Quando Anabela entrou na sala de tratamento no dia seguinte, Tiago já se
encontrava deitado de bruços na marquesa de tratamento.
-Bom dia! - saudou enquanto empurrava a cadeira de rodas para junto da
parece, admirada que o Joaquim não o tivesse feito. Ela não podia saber que o
doente tinha dispensado o empregado e ido sozinho para a sala de tratamento.
Bom dia, - respondeu Tiago, Levantando a cabeça e observando o suave balanço
do traseiro feminino enquanto ela levava a cadeira para junto da parede. Porém
quando ela puxou a pequena mesa onde estava o aparelho para o início do
tratamento e se preparava para se voltar, ele baixou rápido a cabeça,
voltando-a para o lado da janela.
Anabela colocou as lacas de TENS e ligou o aparelho dizendo como
habitualmente que ele informasse, quando estivesse bom. Depois voltou costas e
dirigiu-se à sua mesa, onde tomou notas na ficha do doente.

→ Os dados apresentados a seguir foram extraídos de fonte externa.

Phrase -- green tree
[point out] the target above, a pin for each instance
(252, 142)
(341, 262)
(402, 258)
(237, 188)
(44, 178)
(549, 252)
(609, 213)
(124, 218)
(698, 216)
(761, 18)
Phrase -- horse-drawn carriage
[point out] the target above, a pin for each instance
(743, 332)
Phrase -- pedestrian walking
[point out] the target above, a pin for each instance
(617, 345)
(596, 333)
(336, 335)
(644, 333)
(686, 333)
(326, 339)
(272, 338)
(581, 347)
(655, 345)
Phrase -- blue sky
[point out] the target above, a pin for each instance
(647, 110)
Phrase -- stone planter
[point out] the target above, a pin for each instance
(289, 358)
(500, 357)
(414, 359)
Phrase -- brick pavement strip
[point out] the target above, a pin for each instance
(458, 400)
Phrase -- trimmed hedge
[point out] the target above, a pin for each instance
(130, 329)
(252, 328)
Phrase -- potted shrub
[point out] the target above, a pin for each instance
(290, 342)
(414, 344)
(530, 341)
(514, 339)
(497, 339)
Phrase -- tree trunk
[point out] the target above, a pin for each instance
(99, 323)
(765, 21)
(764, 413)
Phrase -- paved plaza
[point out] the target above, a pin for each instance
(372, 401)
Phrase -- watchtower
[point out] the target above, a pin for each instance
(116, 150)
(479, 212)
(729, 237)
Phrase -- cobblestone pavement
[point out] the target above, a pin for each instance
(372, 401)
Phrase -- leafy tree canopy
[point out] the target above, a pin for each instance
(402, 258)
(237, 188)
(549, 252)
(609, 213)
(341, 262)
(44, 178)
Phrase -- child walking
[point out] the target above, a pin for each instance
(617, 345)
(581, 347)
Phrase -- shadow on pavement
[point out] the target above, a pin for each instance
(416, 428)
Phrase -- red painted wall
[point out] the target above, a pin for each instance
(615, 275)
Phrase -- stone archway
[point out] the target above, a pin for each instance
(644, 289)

- Como foi o seu Natal? - perguntou Tiago
A jovem levantou a cabeça, com uma expressão de surpresa no rosto, não só
porque não era habitual que o doente encetasse qualquer conversa com ela, mas
pelo tom cordial da pergunta.
-Foi bom, obrigada, - respondeu.
Não retribuiu a pergunta. Fitou-o durante uns segundos e voltou a olhar a
ficha do doente.
-Passou-o com a sua família? - insistiu ele
Desta vez Anabela pousou a ficha em cima da mesa, e aproximou-se da maca,
perguntando:
- O doutor está bem?
-Porquê? – Por me ter interessado em saber se a minha terapeuta, passou bem
o Natal? Penso que seja natural, afinal estamos em contacto diário há mais de
três semanas.
Naquele momento o aparelho desligou-se e a jovem apressou-se a retirar as
placas e a substituí-lo pelo aparelho de ultrassons, respondendo:
-Deve compreender o meu espanto. Afinal, salvo raríssimas exceções, durante
todo esse tempo, o doutor, ou estava mudo, ou quando se via obrigado a falar o
fazia de forma agreste, para não empregar uma palavra pior, além de ter deixado
expresso mais de uma vez que queria que eu fosse embora.
-Penso que já lhe disse uma vez, que quando você veio, eu tinha chegado a um
ponto de rotura com a vida, a ponto de só querer que me deixassem morrer em
paz.
- E agora? Está pronto para aproveitar a vida, e lutar pela recuperação
total? – perguntou enquanto terminava o tratamento e lhe cobria as costas com a
toalha e empurrava a mesa com o aparelho para junto da parede, pensando no que
teria acontecido de tão importante para que a atitude do doente mudasse de tal
modo.
De seguida retirou do hidrocolector a placa de calor húmido que colocou nas
costas do doente, não sem antes lhe colocar por baixo mais duas toalhas.
-Se aquecer demais avise. E sim, de certo modo, pode dizer-se que passei o
Natal com a família, - disse enquanto se afastava de novo para a sua mesa, a
fim de registar na ficha os tratamentos já efetuados.